Tim Stires, deputy director of the Anderson Municipal Development Department, said the rezoning is being done to comply with rezoning in the area of the Indiana Municipal Power Association (IMPA) solar park in the area.
He said the rezoning request is compatible with the city’s comprehensive plan and the surrounding zoning.
Rob Sparks with the Madison County Corporation for Economic Development, said there is a potential project that is considering development of 35 acres of the site.
“We looked at the areas when the IMPA plant was approved for future development,” he said. “There is no project looking at the 252 acres.”
Sparks said the rezoning request was a collaboration between the Corporation for Economic Development, Anderson and the property owners.
He said the existing residential housing and the Blue Grass Farms tree farm will not be impacted until there is a specific project for those properties.
“We want to maximize the investment made by the city for utilities in the area,” Sparks said.
Greg Winkler, executive director of the Anderson Economic Development Department, said the Flagship Enterprise Center started by former Anderson Mayor J. Mark Lawler is full.
He said over the years the city has made a lot of infrastructure improvements in the area.
Winkler said there is one 126-acre parcel near the Flagship Enterprise Center that will be difficult to develop.

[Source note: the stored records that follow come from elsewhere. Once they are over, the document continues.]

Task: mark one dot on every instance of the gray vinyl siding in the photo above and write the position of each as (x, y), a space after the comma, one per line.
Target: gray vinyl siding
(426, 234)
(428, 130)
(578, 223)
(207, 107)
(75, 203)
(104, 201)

Several residents asked about the impact of the future development on property values. Winkler said the hope is that property values will increase over the next 15 to 20 years as the area develops.
When the Flagship was started the price of an acre was approximately $5,000, Winkler said, and that cost has now increased to the range of $55,000 per acre.
He said the city is in discussions with one development group that would not utilize the entire 252-acres.
“This helps us prepare for hundreds of millions of dollars in future development,” Winkler said. “We have several potential opportunities.”
Sparks said the rezoning is laying the ground work for future development.
“There is a lot of infrastructure in the area,” Sparks said. “This is preparing the area for an opportunity that comes along in the future.”
Work will be done to prepare the site and will include environmental studies of the acres, Sparks added.
“We’re preparing it for projects,” Sparks said. “We have been shopping the area with potential developers. We’re laying the ground work.”